Joseph Dweba (Bordeaux to Stormers)
Despite recent criticism after a poor performance against the All Blacks, Dweba remains a key signing for the Stormers. They struggled with injury at hooker during their title-winning campaign, having to field their third and fourth-choice hookers in the final.
Dweba is a strong ball carrier and incredibly powerful in broken play. However, his set-piece accuracy remains in question. Consistent game time at the Stormers will go a long way in mitigating his shortcomings. The Springbok has the potential to be a real threat.
Huw Jones (Harlequins to Glasgow Warriors)
The Scottish centre returns to Glasgow after a season in the Premiership. He was used across the backline for Harlequins but will likely return to the centres where he has played the best of his rugby.
Jones has been unable to hold a consistent spot in the Scotland squad over the last couple of years, and a return to his old club could spark a return of form. The 28-year-old still has a lot to offer but could do with improved consistency on the defensive front. With ball in hand, the Scot is often a joy to watch with his hard-running and playmaking abilities.

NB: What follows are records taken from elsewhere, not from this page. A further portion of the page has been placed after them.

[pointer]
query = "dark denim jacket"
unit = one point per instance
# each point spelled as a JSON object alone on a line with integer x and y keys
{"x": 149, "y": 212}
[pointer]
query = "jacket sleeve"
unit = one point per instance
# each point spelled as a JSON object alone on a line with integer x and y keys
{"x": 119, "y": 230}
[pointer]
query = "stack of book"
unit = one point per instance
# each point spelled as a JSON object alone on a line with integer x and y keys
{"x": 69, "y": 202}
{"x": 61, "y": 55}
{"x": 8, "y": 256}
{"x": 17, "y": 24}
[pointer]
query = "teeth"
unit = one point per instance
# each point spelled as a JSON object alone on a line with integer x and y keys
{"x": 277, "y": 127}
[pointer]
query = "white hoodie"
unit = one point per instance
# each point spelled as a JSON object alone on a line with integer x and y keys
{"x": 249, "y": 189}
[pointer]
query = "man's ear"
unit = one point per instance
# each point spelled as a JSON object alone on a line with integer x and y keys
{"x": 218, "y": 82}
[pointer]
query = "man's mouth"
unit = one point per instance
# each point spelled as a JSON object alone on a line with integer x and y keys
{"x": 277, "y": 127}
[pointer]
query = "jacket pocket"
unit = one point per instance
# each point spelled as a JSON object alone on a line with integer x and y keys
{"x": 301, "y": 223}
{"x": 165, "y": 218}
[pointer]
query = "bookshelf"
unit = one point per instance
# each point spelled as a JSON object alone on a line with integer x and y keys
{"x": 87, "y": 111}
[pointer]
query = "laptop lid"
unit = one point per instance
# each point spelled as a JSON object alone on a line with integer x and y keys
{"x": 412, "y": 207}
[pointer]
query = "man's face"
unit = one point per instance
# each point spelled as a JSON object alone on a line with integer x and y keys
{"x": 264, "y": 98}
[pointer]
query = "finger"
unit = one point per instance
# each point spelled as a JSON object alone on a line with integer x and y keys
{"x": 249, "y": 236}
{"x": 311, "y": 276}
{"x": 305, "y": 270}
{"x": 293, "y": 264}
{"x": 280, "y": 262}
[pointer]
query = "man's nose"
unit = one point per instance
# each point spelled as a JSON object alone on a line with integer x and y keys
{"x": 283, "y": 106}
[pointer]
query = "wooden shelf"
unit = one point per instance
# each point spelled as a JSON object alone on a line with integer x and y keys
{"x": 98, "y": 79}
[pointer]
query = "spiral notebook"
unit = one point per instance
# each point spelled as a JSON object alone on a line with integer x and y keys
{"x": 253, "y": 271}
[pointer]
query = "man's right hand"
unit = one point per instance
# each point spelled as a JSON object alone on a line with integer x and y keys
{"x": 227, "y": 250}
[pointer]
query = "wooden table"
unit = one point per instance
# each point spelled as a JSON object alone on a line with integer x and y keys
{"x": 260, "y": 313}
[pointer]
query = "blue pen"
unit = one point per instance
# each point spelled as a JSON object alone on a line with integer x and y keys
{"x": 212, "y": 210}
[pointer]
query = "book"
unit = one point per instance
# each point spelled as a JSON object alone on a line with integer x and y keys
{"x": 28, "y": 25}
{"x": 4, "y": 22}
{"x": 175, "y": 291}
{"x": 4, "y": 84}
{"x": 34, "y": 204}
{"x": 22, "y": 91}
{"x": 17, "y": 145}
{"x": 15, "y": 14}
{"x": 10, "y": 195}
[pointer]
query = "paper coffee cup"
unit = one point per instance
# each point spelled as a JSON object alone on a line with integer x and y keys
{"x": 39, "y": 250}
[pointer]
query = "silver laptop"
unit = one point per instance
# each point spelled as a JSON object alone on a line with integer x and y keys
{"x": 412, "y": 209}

His experience playing for the Stormers will be useful for his side touring South Africa as many northern hemisphere teams struggled in the Rainbow Nation.
Huw Jones dodging and weaving for the score! 🤌🏴
— Guinness Six Nations (@SixNationsRugby) March 14, 2021
Wes Goosen (Hurricanes to Edinburgh)
The former New Zealand U20 star is a fascinating signing for the Scottish side. Goosen represented the Hurricanes 71 times, scoring 31 tries to underline his prolific nature.
He has a broad skill set, but his pure running ability is his key attribute as he can slice defences open to score himself or play others in. It will be his first stint outside of New Zealand, so there will be a period of adaptation. Still, the prospect of Goosen, Emiliano Boffelli and Darcy Graham slugging it out in a back three is intriguing for Edinburgh.
Jeffery Toomaga-Allen (Wasps to Ulster)
The Irish giants have added a world-class All Black front-rower to their already robust pack. Toomaga-Allen is a brilliant scrummager and holds his own in open play thanks to an impressive skill-set for a front-row.
The New Zealander is vastly experienced, with over a century of games for the Hurricanes before representing Wasps 61 times. Toomaga-Allen will be a positive addition to Dan McFarland’s forward pack as they look to compound some of the set-piece dominance they experienced during the inaugural URC season.
Andries Coetzee (Benneton to Lions)
The full-back was part of one of the most impressive Lions teams in their history. They made back-to-back Super Rugby finals under coach Johan Ackermann so a return will be welcomed by the club, which has seen an exodus of players during the off-season.
Coetzee returns to the Lions with vast experience, which will be crucial for the young squad in Johannesburg. At 32 years of age, his peak performance is behind him, but his influence on the team will be massive as the Lions also have to deal with competing in the Challenge Cup alongside the URC.
Kobus van Wyk (Leicester Tigers to Zebre Parma)
The South African wing is well-travelled, having played in New Zealand, France and England, providing very useful experience to Zebre, who struggled in the 2021/22 URC season.
Van Wyk is a physical wing with a solid all-around skill set. However, in some ways, his nomadic style has prevented the speedster from putting down roots to build from. Perhaps Zebre could be that opportunity where he can have a bigger influence on the team and put in a consistent run of games to showcase his true potential. Exciting times for Zebre, who look to pull themselves off the foot of the table.